“Ban the Box” laws prohibit or limit an employer’s ability to ask a job applicant about his or her criminal record. States, counties and cities have enacted this legislation to help applicants with criminal records combat additional barriers to securing employment. We’ve written about these laws as enacted in New Jersey, Washington, D.C., New York City, and California.
In this post, we’ll provide an overview of the “ban the box” provision in Massachusetts, discussing recent modifications which become effective October 13, 2018 and recent warnings issued by the Attorney General’s Office.
TLDR: All Massachusetts employers should ensure that their application forms and hiring practices comply with the “ban the box” provision.
What is Massachusetts’s “Ban the Box” Law?
Massachusetts’s “ban the box” provision has been in effect since November 4, 2010. It prevents employers from seeking information related to a job applicant’s criminal record prior to the interview stage of the hiring process. A written application, therefore, cannot request an applicant’s criminal history.
This law works in conjunction with the Massachusetts Criminal Records Statute, prohibiting employers from asking prospective or current employees to furnish certain criminal information (either written in an application or orally in an interview) and from taking adverse action against a prospective or current employee based on criminal history information obtained in contravention of the Statute.
In an interview, employers are specifically prohibited from asking about: (i) an arrest, criminal detention or disposition that did not result in a conviction; (ii) a first conviction for any of the following misdemeanors: drunkenness, simple assault, speeding, minor traffic violations, affray, or disturbance of the peace; or (iii) a conviction for a misdemeanor where the date of the conviction occurred more than five years prior to the inquiry.
Employers should remain wary when requesting any information related to criminal history, unless the company is subject to a federal or state law or regulation that requires such reporting.
What Has Changed?
Further restrictions on employers’ ability to consider a job applicant’s criminal history information in the hiring process will take effect October 13, 2018.
First, the time period for disclosure of misdemeanor convictions (iii above) is reduced from five years to three years.
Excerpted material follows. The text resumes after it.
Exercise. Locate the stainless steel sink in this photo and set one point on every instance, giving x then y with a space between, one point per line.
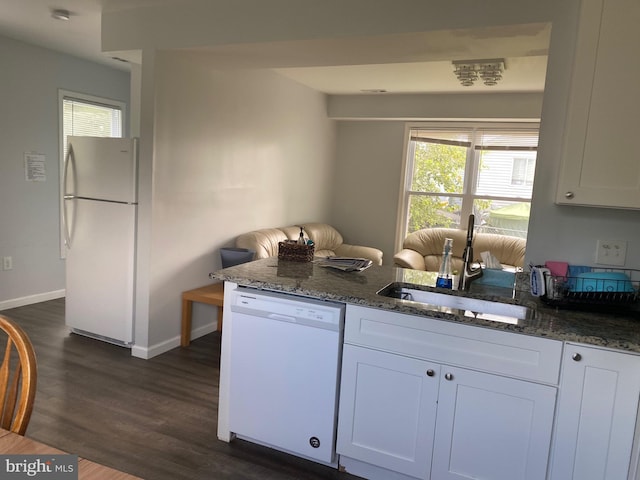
459 304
This means that employers will no longer be given notice of misdemeanor convictions that are more than three years old. Second, employers cannot ask about criminal records that have been sealed or expunged. And third, to add further protections to applicants with expunged records, employers must include the following specific written notice with any request for criminal record information to prompt a ‘no record’ response:
“An applicant for employment with a record expunged pursuant to section 100F, section 100G, section 100H or section 100K of chapter 276 of the General Laws may answer ‘no record’ with respect to an inquiry herein relative to prior arrests, criminal court appearances or convictions. An applicant for employment with a record expunged pursuant to section 100F, section 100G, section 100H or section 100K of chapter 276 of the General Laws may answer ‘no record’ to an inquiry herein relative to prior arrests, criminal court appearances, juvenile court appearances, adjudications or convictions.”
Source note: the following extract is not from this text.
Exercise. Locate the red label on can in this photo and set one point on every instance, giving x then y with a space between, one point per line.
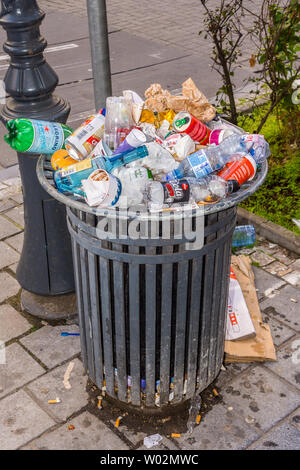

What about a Negligent Hiring Claim?
Under the new law, employers will have more limited access to criminal history information of prospective and current employees. The “ban the box” provision presumes that employers do not have notice about (i) records that have been sealed or expunged, (ii) records about which employers may not inquire under the anti-discrimination laws, or (iii) crimes that the Massachusetts Department of Criminal Justice Information Services cannot lawfully disclose to an employer. Therefore, employers will be able to rely on this presumption to avoid liability for a negligent hiring or retention action based on criminal history that they did not – and could not – know.
Will It Be Enforced?
Yes. The Massachusetts Attorney General’s Office recently cited 21 employers, as part of an investigation targeting businesses whose paper application forms violated the “ban the box” law. Four employers were fined $5000, one filed for bankruptcy but agreed to comply with the law, and 17 were issued warning letters to immediately come into compliance by removing questions about criminal records from job applications. All employers should take these citations as a not so gentle reminder that the Commonwealth takes Ban the Box non-compliance seriously.
What Should Employers Do?
- Review job applications to ensure that they do not request criminal history information
- Review pre-hire forms to ensure that they only make appropriate inquiries
- Revise pre-hire forms to include the notice requirement regarding expunged records
- Train all employees involved in the hiring process to ensure appropriate communications around criminal records at each stage (e.g., what questions are appropriate in interviews?)